Coffee beans are the seeds of the Coffea plant, which is native to tropical regions of Africa. There are two main species of Coffea used to produce coffee: Arabica and Robusta.
Arabica Beans are oval-shaped and have a mild, sweet flavor. They make up about 60-70% of the world’s coffee production. Arabica beans are grown at higher elevations and are more sensitive to temperature and weather conditions. They are often used in specialty coffees.
Robusta Beans are rounder and have a stronger, more bitter flavor. They make up about 30-40% of the world’s coffee production. Robusta beans are grown at lower elevations and are more resistant to pests and disease. They are often used in cheaper, mass-produced coffee blends.
Coffee beans are roasted to bring out their unique flavors and aromas. The roasting process involves heating the beans to high temperatures to cause chemical reactions that create the characteristic flavors and aromas of coffee. There are several different roasts, ranging from light to dark, and each has its own distinct flavor profile.

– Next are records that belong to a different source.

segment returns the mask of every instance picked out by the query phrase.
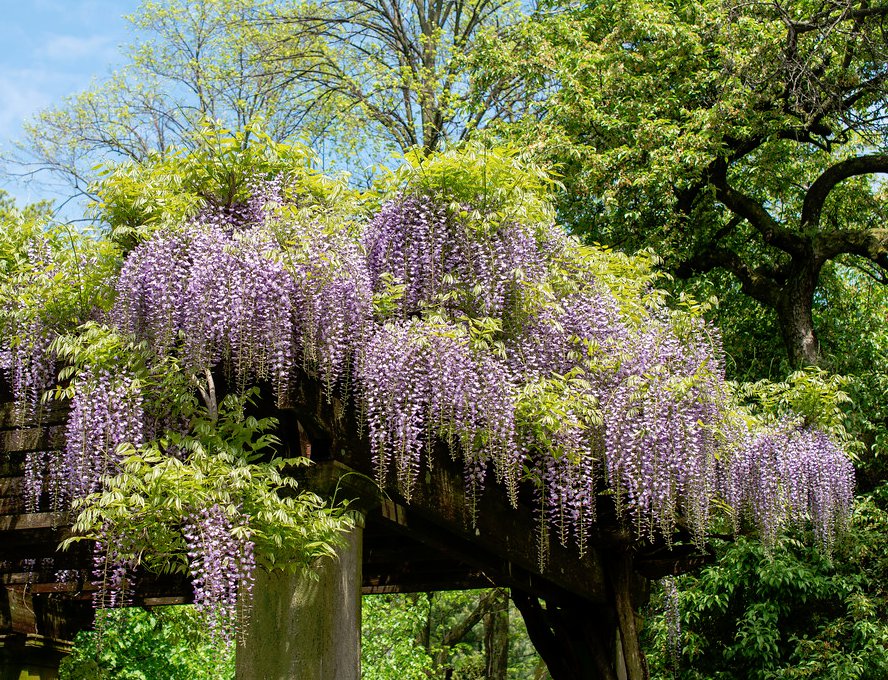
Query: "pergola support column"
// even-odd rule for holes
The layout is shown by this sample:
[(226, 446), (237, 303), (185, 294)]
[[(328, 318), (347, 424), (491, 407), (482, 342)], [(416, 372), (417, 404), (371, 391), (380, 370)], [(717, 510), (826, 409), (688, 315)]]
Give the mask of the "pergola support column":
[(257, 570), (237, 680), (360, 680), (362, 533), (313, 574)]

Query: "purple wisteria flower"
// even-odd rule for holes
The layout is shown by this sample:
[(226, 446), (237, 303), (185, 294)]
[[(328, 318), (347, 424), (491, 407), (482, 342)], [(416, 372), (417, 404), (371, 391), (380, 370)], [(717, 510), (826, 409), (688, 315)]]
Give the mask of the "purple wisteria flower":
[(121, 444), (144, 440), (142, 393), (125, 372), (82, 373), (77, 377), (65, 428), (65, 448), (49, 465), (50, 505), (68, 509), (71, 501), (99, 491), (102, 478), (119, 472)]
[[(491, 482), (513, 504), (522, 481), (535, 485), (542, 546), (552, 527), (584, 550), (602, 492), (637, 535), (667, 541), (681, 523), (703, 542), (716, 501), (767, 541), (811, 521), (828, 548), (847, 521), (841, 447), (792, 420), (738, 424), (717, 331), (656, 302), (627, 313), (619, 286), (596, 280), (557, 226), (404, 194), (356, 230), (283, 209), (282, 182), (257, 182), (249, 200), (130, 252), (110, 314), (118, 331), (186, 373), (269, 381), (280, 402), (306, 374), (330, 398), (342, 386), (380, 484), (393, 476), (409, 498), (444, 443), (473, 505)], [(387, 295), (394, 304), (374, 311)], [(48, 341), (36, 326), (34, 338), (0, 347), (17, 394), (43, 389)], [(151, 434), (122, 367), (75, 384), (64, 454), (28, 458), (29, 492), (49, 490), (58, 507), (99, 490), (119, 446)], [(184, 519), (195, 602), (226, 639), (252, 583), (248, 524), (219, 505)], [(104, 581), (124, 582), (132, 565), (118, 558), (106, 552)]]
[[(246, 518), (236, 518), (245, 525)], [(226, 644), (233, 641), (238, 595), (249, 601), (256, 563), (253, 543), (233, 536), (234, 522), (219, 505), (185, 518), (183, 534), (194, 586), (194, 605), (210, 631)]]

Light roasts have a mild, smooth flavor and a light brown color. They are roasted for a shorter amount of time and have a lower caffeine content.
Medium roasts have a balanced flavor and a medium brown color. They are roasted for a longer amount of time than light roasts and have moderate caffeine content.
Dark roasts have a bold, full-bodied flavor and a dark brown color. They are roasted for the longest amount of time and have the highest caffeine content.
Coffee beans can be ground before brewing or left whole and brewed using a method like a French press or pour-over. Whole beans are generally preferred because they retain their flavor and aroma longer than ground beans. Ground beans should be used within a few weeks of grinding for the best flavor.